Our Warren, Ohio-style teen boys’ outfits consisted of blue jeans tightly pegged and rolled at the ankles, white socks, blue suede shoes and a white T-shirt with the sleeves tightly rolled up to the armpits. This was to show off well-muscled shoulder caps (deltoids) if we had any. None of us smoked, but if we did, a pack of cigarettes would be included in that sleeve roll.
We didn’t go so far as having duck butt (DA) haircuts, but nevertheless, we thought we were really cool. The other teens at this resort didn’t seem to think so, and even pointed at us with the girls holding one open hand over their mouths. We thought they were gesturing their approval of our fashion statements. The guys and girls there were wearing strange long-legged shorts they called Bermudas.
Back in Warren, guys my age indulged in many styling quirks. I purchased my favorite suit at Larry’s Squire Shop on East Market next to the Masonic temple. It was a light beige flannel. The coat had flapped pockets, wide lapels with a one button roll, double vents in the back, huge shoulder pads, and my Hi-Y pin in the button hole. The cuffed trousers were pegged to a very conservative 15 inches (A 14-inch peg was the coolest.) They had tunnel loops for the belt, flapped back pockets, and a French seam down each trouser leg with a half-inch flap that hid a complementary brown stripe.

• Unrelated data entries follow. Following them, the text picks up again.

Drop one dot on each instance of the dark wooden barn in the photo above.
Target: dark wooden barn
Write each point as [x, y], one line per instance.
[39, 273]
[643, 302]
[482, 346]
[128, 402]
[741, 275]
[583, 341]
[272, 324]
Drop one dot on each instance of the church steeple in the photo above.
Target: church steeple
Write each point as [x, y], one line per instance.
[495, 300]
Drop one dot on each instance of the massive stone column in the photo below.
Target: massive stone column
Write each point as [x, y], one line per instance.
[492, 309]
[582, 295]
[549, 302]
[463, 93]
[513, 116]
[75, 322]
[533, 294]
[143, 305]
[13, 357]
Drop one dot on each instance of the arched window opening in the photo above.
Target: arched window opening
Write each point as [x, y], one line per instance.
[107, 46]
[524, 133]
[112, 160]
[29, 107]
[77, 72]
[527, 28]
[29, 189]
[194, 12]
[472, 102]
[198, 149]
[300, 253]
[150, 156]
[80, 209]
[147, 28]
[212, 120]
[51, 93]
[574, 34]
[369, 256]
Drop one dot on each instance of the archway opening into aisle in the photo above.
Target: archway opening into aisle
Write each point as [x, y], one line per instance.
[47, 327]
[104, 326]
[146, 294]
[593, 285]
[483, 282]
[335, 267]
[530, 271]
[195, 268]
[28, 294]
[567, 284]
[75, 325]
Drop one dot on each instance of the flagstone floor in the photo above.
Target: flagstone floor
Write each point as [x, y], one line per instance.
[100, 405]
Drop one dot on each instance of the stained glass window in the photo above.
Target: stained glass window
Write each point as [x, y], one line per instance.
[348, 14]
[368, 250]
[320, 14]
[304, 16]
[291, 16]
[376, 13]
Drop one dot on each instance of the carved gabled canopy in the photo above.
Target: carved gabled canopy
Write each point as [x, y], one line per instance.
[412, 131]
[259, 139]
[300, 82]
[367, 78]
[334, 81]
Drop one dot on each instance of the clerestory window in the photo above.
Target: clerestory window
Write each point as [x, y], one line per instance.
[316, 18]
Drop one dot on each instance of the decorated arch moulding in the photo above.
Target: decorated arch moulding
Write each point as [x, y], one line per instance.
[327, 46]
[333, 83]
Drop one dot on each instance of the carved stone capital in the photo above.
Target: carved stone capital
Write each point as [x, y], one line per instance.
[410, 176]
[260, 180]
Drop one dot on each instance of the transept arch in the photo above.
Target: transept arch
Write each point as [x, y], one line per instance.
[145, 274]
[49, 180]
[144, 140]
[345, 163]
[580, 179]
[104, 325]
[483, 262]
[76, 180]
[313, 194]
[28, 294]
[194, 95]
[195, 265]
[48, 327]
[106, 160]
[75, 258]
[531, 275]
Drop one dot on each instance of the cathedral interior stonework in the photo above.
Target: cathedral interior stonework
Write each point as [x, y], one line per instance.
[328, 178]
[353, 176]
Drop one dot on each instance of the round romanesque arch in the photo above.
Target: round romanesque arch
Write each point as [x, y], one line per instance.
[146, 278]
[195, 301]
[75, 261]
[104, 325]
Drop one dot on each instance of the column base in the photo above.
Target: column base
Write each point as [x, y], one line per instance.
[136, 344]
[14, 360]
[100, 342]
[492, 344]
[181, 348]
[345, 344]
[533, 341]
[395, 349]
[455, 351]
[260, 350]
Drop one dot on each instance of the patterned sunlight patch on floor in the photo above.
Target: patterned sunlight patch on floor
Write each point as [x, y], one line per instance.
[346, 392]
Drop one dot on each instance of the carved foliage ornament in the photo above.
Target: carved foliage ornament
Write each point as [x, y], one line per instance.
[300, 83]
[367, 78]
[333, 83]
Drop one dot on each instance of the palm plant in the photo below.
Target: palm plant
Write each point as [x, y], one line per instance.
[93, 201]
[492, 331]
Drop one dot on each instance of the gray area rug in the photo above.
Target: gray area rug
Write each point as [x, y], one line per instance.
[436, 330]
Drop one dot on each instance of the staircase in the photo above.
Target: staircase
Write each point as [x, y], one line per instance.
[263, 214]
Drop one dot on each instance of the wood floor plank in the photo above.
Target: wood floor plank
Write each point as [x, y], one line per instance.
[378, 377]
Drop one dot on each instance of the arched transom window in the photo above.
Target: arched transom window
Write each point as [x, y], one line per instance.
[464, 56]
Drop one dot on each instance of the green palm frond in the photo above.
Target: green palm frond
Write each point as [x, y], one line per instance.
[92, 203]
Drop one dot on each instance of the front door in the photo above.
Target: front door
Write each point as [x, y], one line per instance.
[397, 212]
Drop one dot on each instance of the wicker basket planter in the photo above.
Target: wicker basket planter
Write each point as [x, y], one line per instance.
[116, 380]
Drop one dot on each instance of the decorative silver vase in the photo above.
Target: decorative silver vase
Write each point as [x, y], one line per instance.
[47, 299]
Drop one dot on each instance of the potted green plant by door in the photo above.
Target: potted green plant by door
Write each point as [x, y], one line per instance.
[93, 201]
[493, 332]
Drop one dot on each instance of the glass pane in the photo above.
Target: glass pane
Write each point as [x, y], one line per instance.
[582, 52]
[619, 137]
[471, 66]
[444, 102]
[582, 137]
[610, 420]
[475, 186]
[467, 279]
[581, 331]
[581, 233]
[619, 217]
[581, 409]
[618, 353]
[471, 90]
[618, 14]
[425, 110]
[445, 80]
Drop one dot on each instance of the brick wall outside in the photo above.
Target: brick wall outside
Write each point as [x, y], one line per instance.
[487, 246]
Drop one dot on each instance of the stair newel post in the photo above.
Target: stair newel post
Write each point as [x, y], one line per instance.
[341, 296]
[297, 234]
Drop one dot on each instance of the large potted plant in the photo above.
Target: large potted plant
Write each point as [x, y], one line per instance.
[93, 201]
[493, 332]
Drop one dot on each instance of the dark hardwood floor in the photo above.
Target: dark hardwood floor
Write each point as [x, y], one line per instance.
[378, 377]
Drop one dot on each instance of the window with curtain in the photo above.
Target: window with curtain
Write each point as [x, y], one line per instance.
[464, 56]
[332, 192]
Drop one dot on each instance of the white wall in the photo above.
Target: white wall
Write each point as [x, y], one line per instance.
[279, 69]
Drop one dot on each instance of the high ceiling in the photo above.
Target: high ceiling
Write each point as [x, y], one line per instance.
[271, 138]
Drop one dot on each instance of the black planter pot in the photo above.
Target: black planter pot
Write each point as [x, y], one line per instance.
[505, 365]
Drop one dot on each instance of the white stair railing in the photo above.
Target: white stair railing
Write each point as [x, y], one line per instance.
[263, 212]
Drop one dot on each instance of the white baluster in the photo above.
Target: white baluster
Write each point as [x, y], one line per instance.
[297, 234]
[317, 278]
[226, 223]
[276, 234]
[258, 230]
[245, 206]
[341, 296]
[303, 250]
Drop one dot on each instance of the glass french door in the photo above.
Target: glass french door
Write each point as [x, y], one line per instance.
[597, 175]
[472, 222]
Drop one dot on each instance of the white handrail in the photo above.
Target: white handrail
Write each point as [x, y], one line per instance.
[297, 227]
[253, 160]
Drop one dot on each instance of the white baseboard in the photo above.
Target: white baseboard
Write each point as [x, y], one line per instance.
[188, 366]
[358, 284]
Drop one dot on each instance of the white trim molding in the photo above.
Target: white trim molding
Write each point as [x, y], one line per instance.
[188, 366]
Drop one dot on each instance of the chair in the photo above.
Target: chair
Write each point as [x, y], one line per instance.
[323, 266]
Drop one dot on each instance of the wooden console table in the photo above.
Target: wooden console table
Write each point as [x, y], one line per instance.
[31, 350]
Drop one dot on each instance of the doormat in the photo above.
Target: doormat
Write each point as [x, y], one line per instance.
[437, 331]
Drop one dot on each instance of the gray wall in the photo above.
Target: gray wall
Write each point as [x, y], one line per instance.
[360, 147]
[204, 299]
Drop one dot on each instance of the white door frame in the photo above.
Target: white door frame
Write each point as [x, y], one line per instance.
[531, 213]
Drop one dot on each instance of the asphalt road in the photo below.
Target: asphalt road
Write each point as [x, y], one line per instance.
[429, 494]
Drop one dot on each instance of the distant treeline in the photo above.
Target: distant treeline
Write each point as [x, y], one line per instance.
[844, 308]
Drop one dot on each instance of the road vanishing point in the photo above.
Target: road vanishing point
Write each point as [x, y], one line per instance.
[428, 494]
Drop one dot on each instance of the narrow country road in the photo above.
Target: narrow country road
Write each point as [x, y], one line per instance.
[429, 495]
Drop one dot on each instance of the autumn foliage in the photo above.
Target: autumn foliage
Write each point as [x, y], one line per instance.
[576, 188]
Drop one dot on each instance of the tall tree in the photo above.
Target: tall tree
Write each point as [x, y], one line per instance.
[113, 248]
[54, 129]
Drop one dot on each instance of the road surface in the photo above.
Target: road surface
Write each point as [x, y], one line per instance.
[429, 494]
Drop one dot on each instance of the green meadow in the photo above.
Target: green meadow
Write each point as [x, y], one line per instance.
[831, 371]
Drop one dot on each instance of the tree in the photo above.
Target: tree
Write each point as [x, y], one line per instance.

Accessories included a pink or yellow shirt with French cuffs and over-sized cuff links, a skinny brown knit tie tied in a double Windsor knot, the ever-present white socks, and brown wing-tip suede shoes. This, in my mind, was the epitome of style.
At school we wore the previously mentioned jeans and T-shirt. But, sometimes, during a short burst of faddism, we wore either chartreuse or fuchsia socks.
In cooler weather, we wore our T-shirts backwards in order to bring the neckline up closer to the throat so that it displayed a huge white vee when we wore a pullover gaucho shirt with one or two buttons left undone. Of course, we had to turn the collar up. I don’t recall of seeing very many zippered leather jackets as seen in “Grease,” but Eisenhower-style jackets were popular.
Most of us followed this style formula quite carefully. We carried a suede brush to keep our shoes pristine and, sometimes, a pocket comb either to keep a greased DA haircut in place or to assist in keeping butch-waxed hair standing tall.
We all looked pretty much alike and sometimes made a little fun of our good-looking friend, Charlie. He wore neatly-pressed pleated and cuffed gabardine cotton or wool slacks, dark socks, shiny leather shoes — like Weejun penny loafers, collared shirts, and cashmere V-necked sweaters. He also had an old man haircut with no long sideburns. His parents took him out of town to buy clothes. He fit in well as a friend, but his attire was just plain out of it.
Perhaps you might have guessed, Charlie was voted by his classmates as being the best-dressed kid in the class. Maybe it was the girls who swung that vote.
Anyway, all of these clothing fads were taboo when we went out into the full-time working world or went on to college.